Выбрать главу

Мы видели, что в самом конце 1756 года и Елисавета приступила к первому Версальскому договору, но с особенным условием относительно Турции и Англии. Бехтеев должен был объяснить французскому министерству, что в России медлили с приступлением к Версальскому договору, желая не только восстановить доброе согласие, но и положить ему непоколебимое основание, и потому заботились именно об этом, а не об одной форме; если бы в договоре исключена была, с одной стороны, Англия, а с другой – Турция, то этот договор был бы просто восстановлением дружбы, ибо Англия относительно Франции, а Турция относительно России суть единственные державы, от которых можно ожидать нарушения мира.

Но Бехтеев дал знать Воронцову, что нельзя описать, как секретнейшая декларация прискорбна французскому двору. Он считает это дело нечестным и подозревает канцлера, что он нарочно его устроил, желая или поссорить Францию с Портою, или произвести холодность между Франциею и Россиею. Рулье выразил опасение, чтоб Бестужев не приказал нарочно сообщить декларацию Порте. «Вице-канцлер Воронцов, как честный человек, этого бы не сделал», – говорил Рулье. На Дугласа страшно раздражены, всю вину складывают на него. Рулье даже решился сказать Бехтееву, что, таким образом, нельзя иметь никакого дела с русским двором.
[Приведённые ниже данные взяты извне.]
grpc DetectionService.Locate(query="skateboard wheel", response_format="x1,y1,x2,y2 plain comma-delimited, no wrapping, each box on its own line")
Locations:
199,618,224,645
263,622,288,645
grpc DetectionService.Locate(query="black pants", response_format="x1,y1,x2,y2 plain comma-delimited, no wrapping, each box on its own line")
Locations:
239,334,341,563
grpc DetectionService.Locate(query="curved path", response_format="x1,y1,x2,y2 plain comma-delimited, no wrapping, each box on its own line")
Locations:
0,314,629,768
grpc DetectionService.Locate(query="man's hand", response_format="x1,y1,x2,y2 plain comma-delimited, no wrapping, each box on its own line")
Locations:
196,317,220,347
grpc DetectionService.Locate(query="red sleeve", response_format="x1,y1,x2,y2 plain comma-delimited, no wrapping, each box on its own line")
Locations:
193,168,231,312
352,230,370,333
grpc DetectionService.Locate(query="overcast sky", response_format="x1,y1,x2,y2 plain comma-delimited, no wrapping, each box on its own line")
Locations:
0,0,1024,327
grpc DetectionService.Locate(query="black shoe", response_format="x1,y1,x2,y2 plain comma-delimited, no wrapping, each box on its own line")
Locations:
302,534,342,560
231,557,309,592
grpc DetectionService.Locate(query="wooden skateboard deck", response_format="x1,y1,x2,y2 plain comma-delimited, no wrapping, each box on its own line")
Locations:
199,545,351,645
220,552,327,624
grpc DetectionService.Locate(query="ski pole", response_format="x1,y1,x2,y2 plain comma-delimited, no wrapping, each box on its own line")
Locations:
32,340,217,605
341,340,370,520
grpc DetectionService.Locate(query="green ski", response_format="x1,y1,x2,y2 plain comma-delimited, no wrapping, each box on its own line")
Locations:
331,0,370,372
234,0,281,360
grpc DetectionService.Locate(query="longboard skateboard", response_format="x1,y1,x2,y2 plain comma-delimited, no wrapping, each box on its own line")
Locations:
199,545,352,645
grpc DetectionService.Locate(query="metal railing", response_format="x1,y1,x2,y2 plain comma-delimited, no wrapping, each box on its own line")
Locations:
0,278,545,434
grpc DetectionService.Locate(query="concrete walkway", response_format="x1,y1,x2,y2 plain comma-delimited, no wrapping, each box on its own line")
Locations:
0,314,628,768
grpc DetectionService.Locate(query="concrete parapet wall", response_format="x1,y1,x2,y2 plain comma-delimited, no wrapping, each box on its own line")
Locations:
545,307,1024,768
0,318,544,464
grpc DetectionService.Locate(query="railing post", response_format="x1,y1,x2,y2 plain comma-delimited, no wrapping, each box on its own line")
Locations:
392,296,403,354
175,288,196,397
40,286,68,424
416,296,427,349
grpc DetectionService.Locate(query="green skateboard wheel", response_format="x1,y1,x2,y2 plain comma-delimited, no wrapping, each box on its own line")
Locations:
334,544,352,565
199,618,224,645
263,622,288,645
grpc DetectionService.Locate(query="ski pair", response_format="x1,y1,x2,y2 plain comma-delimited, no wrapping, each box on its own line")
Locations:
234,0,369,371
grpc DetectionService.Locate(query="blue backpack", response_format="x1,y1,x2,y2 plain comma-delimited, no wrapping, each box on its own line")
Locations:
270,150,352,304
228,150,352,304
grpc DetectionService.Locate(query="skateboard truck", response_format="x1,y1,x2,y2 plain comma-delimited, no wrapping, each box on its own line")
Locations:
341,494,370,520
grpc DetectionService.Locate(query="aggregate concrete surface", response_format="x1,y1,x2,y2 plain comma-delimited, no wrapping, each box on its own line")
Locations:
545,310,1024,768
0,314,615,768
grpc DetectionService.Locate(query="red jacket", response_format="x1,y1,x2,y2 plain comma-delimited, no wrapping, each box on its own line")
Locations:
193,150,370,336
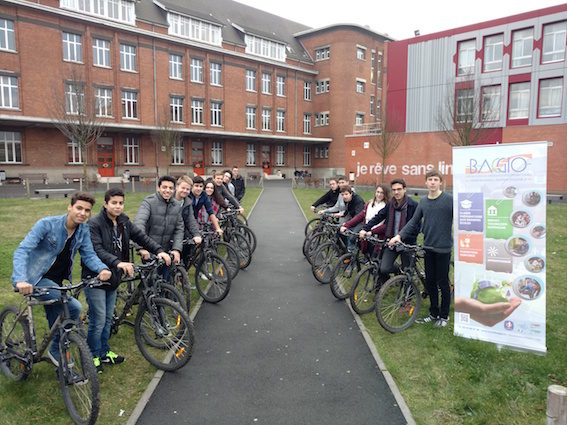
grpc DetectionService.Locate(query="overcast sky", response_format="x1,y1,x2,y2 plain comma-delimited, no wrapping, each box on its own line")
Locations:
233,0,565,40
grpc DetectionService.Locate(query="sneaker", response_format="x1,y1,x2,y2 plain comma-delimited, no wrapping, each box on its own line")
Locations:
433,318,449,328
415,314,439,323
100,351,124,364
93,357,102,373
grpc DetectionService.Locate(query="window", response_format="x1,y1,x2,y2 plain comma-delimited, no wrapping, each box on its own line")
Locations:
315,79,331,94
541,21,567,63
276,75,285,96
169,53,183,80
262,108,272,130
246,143,256,165
169,96,183,122
0,75,20,109
122,90,138,119
211,62,222,86
191,99,204,124
124,136,140,165
481,86,500,121
120,43,136,71
0,131,22,164
63,32,83,62
244,34,286,62
246,69,256,91
508,82,530,120
315,47,331,61
303,114,311,134
167,12,222,46
211,142,222,165
262,72,272,94
537,78,563,118
0,18,16,51
211,102,222,126
191,58,203,83
512,28,534,68
65,82,85,115
246,106,256,130
276,145,285,166
303,81,311,100
67,140,83,164
484,34,504,72
171,140,185,165
276,111,285,131
93,38,110,68
455,89,474,124
303,145,311,167
95,87,112,117
457,40,476,75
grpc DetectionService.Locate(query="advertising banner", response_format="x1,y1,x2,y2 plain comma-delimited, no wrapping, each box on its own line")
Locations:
453,142,547,353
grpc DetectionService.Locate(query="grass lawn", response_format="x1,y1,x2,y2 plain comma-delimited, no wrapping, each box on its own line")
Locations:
0,188,261,425
294,189,567,425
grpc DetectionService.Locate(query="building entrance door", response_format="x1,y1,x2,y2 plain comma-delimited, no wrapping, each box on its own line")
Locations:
96,137,114,177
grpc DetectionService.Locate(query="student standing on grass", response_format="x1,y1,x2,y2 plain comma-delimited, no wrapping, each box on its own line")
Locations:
389,169,453,328
81,188,171,373
12,192,111,366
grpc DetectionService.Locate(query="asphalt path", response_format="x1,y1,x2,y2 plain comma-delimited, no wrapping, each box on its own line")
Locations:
137,181,406,425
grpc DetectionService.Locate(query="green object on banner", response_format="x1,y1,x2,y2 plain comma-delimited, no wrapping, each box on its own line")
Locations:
485,199,514,239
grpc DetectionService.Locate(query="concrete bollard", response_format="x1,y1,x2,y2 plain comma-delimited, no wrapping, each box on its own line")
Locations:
546,385,567,425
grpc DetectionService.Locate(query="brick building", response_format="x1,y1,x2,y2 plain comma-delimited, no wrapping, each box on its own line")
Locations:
0,0,389,182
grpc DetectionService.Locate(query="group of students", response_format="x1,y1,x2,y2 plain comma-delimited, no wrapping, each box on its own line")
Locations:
311,169,453,328
11,167,245,373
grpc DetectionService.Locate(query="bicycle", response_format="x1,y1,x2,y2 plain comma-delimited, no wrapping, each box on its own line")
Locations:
0,277,100,425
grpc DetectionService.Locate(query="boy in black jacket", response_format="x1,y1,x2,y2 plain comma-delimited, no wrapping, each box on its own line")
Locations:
81,188,171,373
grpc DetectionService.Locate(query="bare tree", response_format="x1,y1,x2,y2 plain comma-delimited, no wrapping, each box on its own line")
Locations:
48,71,105,190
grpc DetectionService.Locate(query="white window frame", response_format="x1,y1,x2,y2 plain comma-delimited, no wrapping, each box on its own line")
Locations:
63,31,83,63
120,43,136,72
211,142,223,165
0,18,16,52
537,77,564,118
508,81,531,120
511,28,534,68
169,53,183,80
0,74,20,109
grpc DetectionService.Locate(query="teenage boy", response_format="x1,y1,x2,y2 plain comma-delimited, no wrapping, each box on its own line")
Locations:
82,188,171,373
12,192,111,366
389,169,453,328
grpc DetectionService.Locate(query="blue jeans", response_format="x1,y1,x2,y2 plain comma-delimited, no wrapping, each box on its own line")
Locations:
85,288,116,358
35,278,81,360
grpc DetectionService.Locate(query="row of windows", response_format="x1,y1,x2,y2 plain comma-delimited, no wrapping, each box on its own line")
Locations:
457,21,567,75
455,77,564,123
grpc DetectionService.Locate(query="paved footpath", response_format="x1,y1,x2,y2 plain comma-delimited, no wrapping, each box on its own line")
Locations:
137,181,406,425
Официально Бехтеев доносил 8 февраля 1757 года, что акт приступления был ратификован, но ратификовать декларацию не согласились. Король выразился, что «не может согласиться на этот прекрасный секретный акт, который Дуглас имел глупость подписать». Рулье объявил Бехтееву решительно, что и политические причины, и собственный интерес Франции не позволяют этого: при нынешних обстоятельствах надобно удержать Порту от соединения с Англиею и прусским королем, не потерять при ней своего кредита и не уничтожить французской торговли в Леванте. Порта сильно встревожилась, узнавши о Версальском договоре и особенно о приступлении к нему России; успокоить ее можно было одним обнадеживанием, что она в акте этого приступления именно будет исключена, и обнадеживание было дано. После этого было бы противно обычаю и праводушию короля заключать вдруг два акта об одном деле, прямо друг другу противоречащие, и как во Франции ни уверены в сохранении тайны (хотя редко бывает, чтоб самый секретный параграф не выходил наружу), однако такой поступок тайною оправдан не будет; поэтому его величество король надеется на известное праводушие и проницание императрицы: от нее не скроется справедливость причин, не дозволяющих ратификовать декларацию, как это ни прискорбно французскому правительству.

«И подлинно, – писал Бехтеев, – французский двор приведен в великую печаль и смущение: с одной стороны, он связан данным Порте обнадеживанием, с другой – чувствует неприятные следствия отказа в ратификации. Министерство сильно досадует на графа Эстергази, на Дугласа и графа Штаремберга; на первого за то, что принудил Дугласа к подписанию декларации; на графа Штаремберга за то, что недовольно точно истолковал мнения французского правительства, которое на него в этом деле положилось; о Дугласе Рулье отзывался с великим неудовольствием. В заключение Рулье просил меня уверить высочайший двор, что, несмотря на это неприятное происшествие, король искренно желает большого утверждения благополучно возобновленной дружбы и обнадеживает, что происшедшая неприятность нисколько не воспрепятствует ему вместе с Россиею принять меры для удовлетворения венского и саксонского дворов относительно короля прусского».